• [大数据学习研究] 3. hadoop分布式环境搭建


    1. Java安装与环境配置

    Hadoop是基于Java的,所以首先需要安装配置好java环境。从官网下载JDK,我用的是1.8版本。 在Mac下可以在终端下使用scp命令远程拷贝到虚拟机linux中。

    danieldu@daniels-MacBook-Pro-857  ~/Downloads  scp jdk-8u121-linux-x64.tar.gz root@hadoop100:/opt/software
    root@hadoop100's password:
    danieldu@daniels-MacBook-Pro-857  ~/Downloads 

    其实我在Mac上装了一个神器-Forklift。 可以通过SFTP的方式连接到远程linux。然后在操作本地电脑一样,直接把文件拖过去就行了。而且好像配置文件的编辑,也可以不用在linux下用vi,直接在Mac下用sublime远程打开就可以编辑了 :) 

    然后在linux虚拟机中(ssh 登录上去)解压缩到/opt/modules目录下

    [root@hadoop100 include]# tar -zxvf /opt/software/jdk-8u121-linux-x64.tar.gz -C /opt/modules/

    然后需要设置一下环境变量, 打开 /etc/profile, 添加JAVA_HOME并设置PATH用vi打开也行,或者如果你也安装了类似forklift这样的可以远程编辑文件的工具那更方便。

    vi /etc/profile 

    按shift + G 跳到文件最后,按i切换到编辑模式,添加下面的内容,主要路径要搞对。

    #JAVA_HOME export JAVA_HOME
    =/opt/modules/jdk1.8.0_121 export PATH=$PATH:$JAVA_HOME/bin

    按ESC , 然后 :wq存盘退出。

    执行下面的语句使更改生效

    [root@hadoop100 include]# source /etc/profile

    检查java是否安装成功。如果能看到版本信息就说明安装成功了。
    [root@hadoop100 include]# java -version
    java version "1.8.0_121"
    Java(TM) SE Runtime Environment (build 1.8.0_121-b13)
    Java HotSpot(TM) 64-Bit Server VM (build 25.121-b13, mixed mode)
    [root@hadoop100 include]#

    2. Hadoop安装与环境配置

     Hadoop的安装也是只需要把hadoop的tar包拷贝到linux,解压,设置环境变量.然后用之前做好的xsync脚本,把更新同步到集群中的其他机器。如果你不知道xcall、xsync怎么写的。可以翻一下之前的文章。这样集群里的所有机器就都设置好了。

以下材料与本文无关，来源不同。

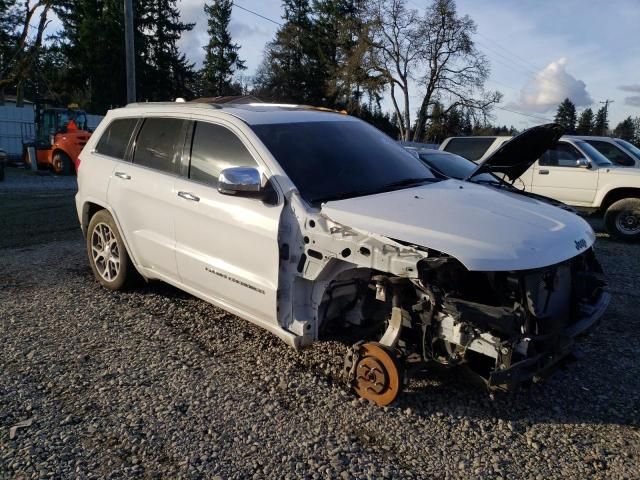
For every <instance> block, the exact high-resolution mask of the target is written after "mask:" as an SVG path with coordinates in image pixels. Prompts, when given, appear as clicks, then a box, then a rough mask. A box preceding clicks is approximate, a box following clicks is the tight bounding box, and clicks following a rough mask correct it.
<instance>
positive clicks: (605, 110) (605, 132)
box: [598, 98, 614, 135]
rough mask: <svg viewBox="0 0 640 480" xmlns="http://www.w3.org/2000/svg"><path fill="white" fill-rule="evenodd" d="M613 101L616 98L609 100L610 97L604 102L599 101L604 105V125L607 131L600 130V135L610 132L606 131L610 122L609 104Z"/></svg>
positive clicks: (613, 100)
mask: <svg viewBox="0 0 640 480" xmlns="http://www.w3.org/2000/svg"><path fill="white" fill-rule="evenodd" d="M613 102H614V100H609V99H608V98H607V99H606V100H605V101H604V102H599V103H602V104H603V105H604V125H605V131H604V132H598V133H599V134H600V135H606V134H607V133H608V132H607V131H606V126H607V123H609V104H610V103H613Z"/></svg>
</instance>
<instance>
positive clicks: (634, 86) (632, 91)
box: [618, 83, 640, 93]
mask: <svg viewBox="0 0 640 480" xmlns="http://www.w3.org/2000/svg"><path fill="white" fill-rule="evenodd" d="M618 90H622V91H623V92H633V93H640V83H636V84H633V85H620V86H619V87H618Z"/></svg>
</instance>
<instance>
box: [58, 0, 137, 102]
mask: <svg viewBox="0 0 640 480" xmlns="http://www.w3.org/2000/svg"><path fill="white" fill-rule="evenodd" d="M56 14H57V15H58V17H59V18H60V20H61V22H62V31H61V32H60V33H59V36H58V42H59V50H60V54H61V56H62V60H60V61H59V63H60V65H61V67H62V68H61V69H60V70H59V71H60V73H61V75H60V78H58V79H57V82H56V84H57V85H59V86H61V87H62V88H61V90H62V94H61V95H60V96H59V97H57V98H54V100H57V101H59V102H65V103H66V102H69V101H73V102H75V103H77V104H79V105H80V106H82V107H83V108H85V109H87V110H89V111H92V112H95V113H103V112H106V110H108V109H109V108H111V107H113V106H118V105H123V104H125V103H126V71H125V57H124V51H125V49H124V24H123V19H124V7H123V2H121V1H120V0H104V1H102V2H96V1H94V0H66V1H64V2H61V4H60V5H59V6H58V7H56ZM139 41H140V40H139V39H138V41H137V42H136V50H138V49H139V47H140V43H139ZM139 68H141V66H140V67H139Z"/></svg>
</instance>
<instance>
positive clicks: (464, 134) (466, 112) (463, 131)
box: [462, 110, 473, 135]
mask: <svg viewBox="0 0 640 480" xmlns="http://www.w3.org/2000/svg"><path fill="white" fill-rule="evenodd" d="M472 133H473V124H472V123H471V113H470V112H469V110H467V111H466V112H465V114H464V120H463V122H462V134H463V135H471V134H472Z"/></svg>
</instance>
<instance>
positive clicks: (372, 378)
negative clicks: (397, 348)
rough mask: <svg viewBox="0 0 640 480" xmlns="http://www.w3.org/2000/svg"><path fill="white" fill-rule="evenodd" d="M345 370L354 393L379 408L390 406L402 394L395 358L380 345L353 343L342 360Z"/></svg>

    [root@hadoop100 include]# tar -zxvf /opt/software/hadoop-2.7.3.tar.gz -C /opt/modules/

    [root@hadoop100 include]# vi /etc/profile 继续添加HADOOP_HOME

    #JAVA_HOME
    export JAVA_HOME=/opt/modules/jdk1.8.0_121
    export PATH=$PATH:$JAVA_HOME/bin

    #HADOOP_HOME
    export HADOOP_HOME=/opt/modules/hadoop-2.7.3
    export PATH=$PATH:$HADOOP_HOME/bin:$HADOOP_HOME/sbin

    [root@hadoop100 include]# source /etc/profile

    把更改同步到集群中的其他机器

    [root@hadoop100 include]# xsync /etc/profile

    [root@hadoop100 include]# xcall source /etc/profile

    [root@hadoop100 include]# xsync hadoop-2.7.3/

    3. Hadoop分布式配置

    然后需要对Hadoop集群环境进行配置。对于集群的资源配置是这样安排的,当然hadoop100显得任务重了一点 :) 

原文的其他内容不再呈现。